İSTANBUL (AA) - İlhamını gerçek bir hayat hikayesinden alan filmin senaryosunu Sinem Uslu ile Mustafa Uslu kaleme aldı.
Yönetmenliğini Ahmet Topuz'un üstlendiği film, KEM Yapım ve Dijital Sanatlar ortak yapımcılığında izleyiciyle buluşacak.
Filmde Ayça Ayşin Turan "Nazlı", Erkan Petekkaya "Savaş", Ayça Bingöl "Gülderen", Malik Blumenthal de "Yasin" karakterine hayat veriyor.
Başrol oyuncuları Erkan Petekkaya ile Ayça Bingöl, filme dair detayları AA muhabirine anlattı.
"Oyunculuk ve teknik açıdan çok zor"
Oyuncu Petekkaya, "Al Beni Baba" filminin çok uzun zamandır okuduğu en iyi film senaryolarından biri olduğunu belirterek, senaryodan çok etkilendiğini söyledi.

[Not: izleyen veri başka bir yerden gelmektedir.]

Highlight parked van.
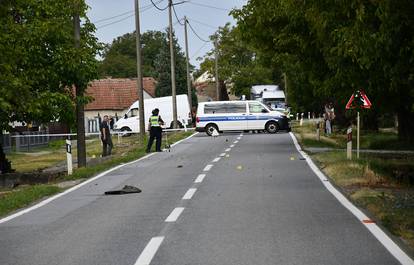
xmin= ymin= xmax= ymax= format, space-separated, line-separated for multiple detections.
xmin=196 ymin=100 xmax=290 ymax=135
xmin=114 ymin=95 xmax=191 ymax=132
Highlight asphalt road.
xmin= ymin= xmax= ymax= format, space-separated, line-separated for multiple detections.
xmin=0 ymin=133 xmax=408 ymax=265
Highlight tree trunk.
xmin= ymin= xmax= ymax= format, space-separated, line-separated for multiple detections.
xmin=76 ymin=86 xmax=86 ymax=168
xmin=0 ymin=131 xmax=14 ymax=174
xmin=398 ymin=108 xmax=414 ymax=143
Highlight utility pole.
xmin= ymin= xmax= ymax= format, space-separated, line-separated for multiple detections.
xmin=168 ymin=0 xmax=177 ymax=129
xmin=184 ymin=16 xmax=193 ymax=112
xmin=134 ymin=0 xmax=145 ymax=139
xmin=73 ymin=0 xmax=86 ymax=168
xmin=283 ymin=73 xmax=288 ymax=104
xmin=214 ymin=38 xmax=220 ymax=100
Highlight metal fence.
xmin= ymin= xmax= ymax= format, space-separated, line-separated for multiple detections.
xmin=13 ymin=131 xmax=49 ymax=152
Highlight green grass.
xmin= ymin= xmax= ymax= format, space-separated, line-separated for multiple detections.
xmin=0 ymin=185 xmax=61 ymax=216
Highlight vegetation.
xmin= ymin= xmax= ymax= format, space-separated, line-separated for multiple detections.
xmin=0 ymin=0 xmax=100 ymax=172
xmin=232 ymin=0 xmax=414 ymax=142
xmin=99 ymin=31 xmax=197 ymax=105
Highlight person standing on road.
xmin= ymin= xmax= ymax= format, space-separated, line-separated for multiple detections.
xmin=101 ymin=115 xmax=113 ymax=157
xmin=147 ymin=109 xmax=164 ymax=153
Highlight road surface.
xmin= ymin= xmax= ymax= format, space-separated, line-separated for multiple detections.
xmin=0 ymin=133 xmax=410 ymax=265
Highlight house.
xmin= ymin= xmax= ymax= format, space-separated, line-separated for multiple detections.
xmin=85 ymin=77 xmax=157 ymax=132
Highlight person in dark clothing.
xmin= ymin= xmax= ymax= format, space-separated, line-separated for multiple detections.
xmin=101 ymin=115 xmax=113 ymax=157
xmin=147 ymin=109 xmax=164 ymax=153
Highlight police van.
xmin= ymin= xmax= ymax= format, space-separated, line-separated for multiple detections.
xmin=196 ymin=100 xmax=290 ymax=136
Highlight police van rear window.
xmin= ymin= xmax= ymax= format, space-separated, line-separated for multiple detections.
xmin=204 ymin=103 xmax=246 ymax=114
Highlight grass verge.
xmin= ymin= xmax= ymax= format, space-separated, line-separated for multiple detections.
xmin=0 ymin=132 xmax=193 ymax=216
xmin=294 ymin=124 xmax=414 ymax=254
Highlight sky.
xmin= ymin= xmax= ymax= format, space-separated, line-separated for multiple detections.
xmin=86 ymin=0 xmax=247 ymax=67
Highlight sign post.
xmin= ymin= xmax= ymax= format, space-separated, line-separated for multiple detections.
xmin=66 ymin=139 xmax=73 ymax=175
xmin=345 ymin=90 xmax=372 ymax=158
xmin=346 ymin=127 xmax=352 ymax=160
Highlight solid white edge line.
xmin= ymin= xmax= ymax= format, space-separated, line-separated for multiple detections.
xmin=134 ymin=236 xmax=164 ymax=265
xmin=165 ymin=207 xmax=184 ymax=223
xmin=203 ymin=165 xmax=213 ymax=171
xmin=212 ymin=157 xmax=221 ymax=163
xmin=182 ymin=188 xmax=197 ymax=200
xmin=0 ymin=132 xmax=198 ymax=224
xmin=194 ymin=174 xmax=206 ymax=183
xmin=289 ymin=132 xmax=414 ymax=265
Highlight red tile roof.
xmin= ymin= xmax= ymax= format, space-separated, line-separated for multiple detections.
xmin=85 ymin=77 xmax=156 ymax=110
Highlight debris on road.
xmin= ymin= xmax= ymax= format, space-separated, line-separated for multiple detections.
xmin=105 ymin=185 xmax=141 ymax=195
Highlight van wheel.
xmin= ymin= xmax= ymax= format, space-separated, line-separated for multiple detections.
xmin=266 ymin=121 xmax=279 ymax=133
xmin=206 ymin=124 xmax=218 ymax=136
xmin=121 ymin=127 xmax=131 ymax=137
xmin=168 ymin=121 xmax=184 ymax=129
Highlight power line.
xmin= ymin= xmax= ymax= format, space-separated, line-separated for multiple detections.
xmin=172 ymin=5 xmax=185 ymax=26
xmin=187 ymin=21 xmax=210 ymax=42
xmin=187 ymin=1 xmax=231 ymax=12
xmin=187 ymin=17 xmax=217 ymax=29
xmin=93 ymin=0 xmax=164 ymax=24
xmin=151 ymin=0 xmax=169 ymax=11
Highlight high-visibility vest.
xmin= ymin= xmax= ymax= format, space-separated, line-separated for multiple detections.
xmin=150 ymin=116 xmax=160 ymax=127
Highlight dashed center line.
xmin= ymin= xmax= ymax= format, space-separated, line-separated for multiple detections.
xmin=165 ymin=207 xmax=184 ymax=222
xmin=194 ymin=174 xmax=206 ymax=183
xmin=203 ymin=165 xmax=213 ymax=171
xmin=183 ymin=188 xmax=197 ymax=200
xmin=213 ymin=157 xmax=221 ymax=162
xmin=135 ymin=236 xmax=164 ymax=265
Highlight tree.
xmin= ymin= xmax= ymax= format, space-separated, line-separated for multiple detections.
xmin=233 ymin=0 xmax=414 ymax=141
xmin=0 ymin=0 xmax=100 ymax=172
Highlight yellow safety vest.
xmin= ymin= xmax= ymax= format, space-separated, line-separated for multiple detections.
xmin=150 ymin=116 xmax=160 ymax=127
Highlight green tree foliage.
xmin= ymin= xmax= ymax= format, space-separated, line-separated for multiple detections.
xmin=200 ymin=23 xmax=281 ymax=96
xmin=0 ymin=0 xmax=100 ymax=172
xmin=233 ymin=0 xmax=414 ymax=141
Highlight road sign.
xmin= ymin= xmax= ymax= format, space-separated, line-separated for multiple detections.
xmin=345 ymin=90 xmax=372 ymax=109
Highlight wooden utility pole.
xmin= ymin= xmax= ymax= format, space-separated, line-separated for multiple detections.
xmin=134 ymin=0 xmax=145 ymax=140
xmin=73 ymin=0 xmax=86 ymax=168
xmin=184 ymin=16 xmax=193 ymax=112
xmin=214 ymin=38 xmax=220 ymax=100
xmin=168 ymin=0 xmax=177 ymax=129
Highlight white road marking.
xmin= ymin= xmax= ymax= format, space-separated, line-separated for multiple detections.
xmin=289 ymin=133 xmax=414 ymax=265
xmin=0 ymin=132 xmax=198 ymax=224
xmin=182 ymin=188 xmax=197 ymax=200
xmin=134 ymin=236 xmax=164 ymax=265
xmin=203 ymin=165 xmax=213 ymax=171
xmin=165 ymin=207 xmax=184 ymax=223
xmin=194 ymin=174 xmax=206 ymax=183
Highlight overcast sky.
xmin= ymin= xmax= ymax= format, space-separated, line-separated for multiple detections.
xmin=86 ymin=0 xmax=247 ymax=66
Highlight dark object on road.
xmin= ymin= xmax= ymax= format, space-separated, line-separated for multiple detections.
xmin=105 ymin=185 xmax=141 ymax=195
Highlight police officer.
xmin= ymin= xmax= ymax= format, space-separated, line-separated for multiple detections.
xmin=147 ymin=109 xmax=164 ymax=153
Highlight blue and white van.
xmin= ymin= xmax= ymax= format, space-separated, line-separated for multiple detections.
xmin=196 ymin=100 xmax=290 ymax=135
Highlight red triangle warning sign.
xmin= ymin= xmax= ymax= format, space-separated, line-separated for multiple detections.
xmin=345 ymin=90 xmax=372 ymax=109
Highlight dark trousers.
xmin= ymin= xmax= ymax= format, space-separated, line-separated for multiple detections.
xmin=147 ymin=127 xmax=162 ymax=152
xmin=102 ymin=137 xmax=113 ymax=156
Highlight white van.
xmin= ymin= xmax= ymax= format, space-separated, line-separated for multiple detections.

Senaryoyu bir çırpıda okuduğunu kaydeden Petekkaya, "Genelde böyle bir yarım saat, bir saat okuyup tekrar geri okurum ama bunun başından kalkmadım. Çok iyi yazılmış bir iş. Ben kendi meslek hayatımda önce senaryoya, sonra yönetmene, sonra da oyuncuya inanan bir oyuncuyum. Dolayısıyla kağıt üzerinde çok iyi bir işle yola çıktık. Ekibimiz çok güzeldi. Çok zor bir iş bu arada. Oyunculuk ve teknik açıdan da çok fazla zor." dedi.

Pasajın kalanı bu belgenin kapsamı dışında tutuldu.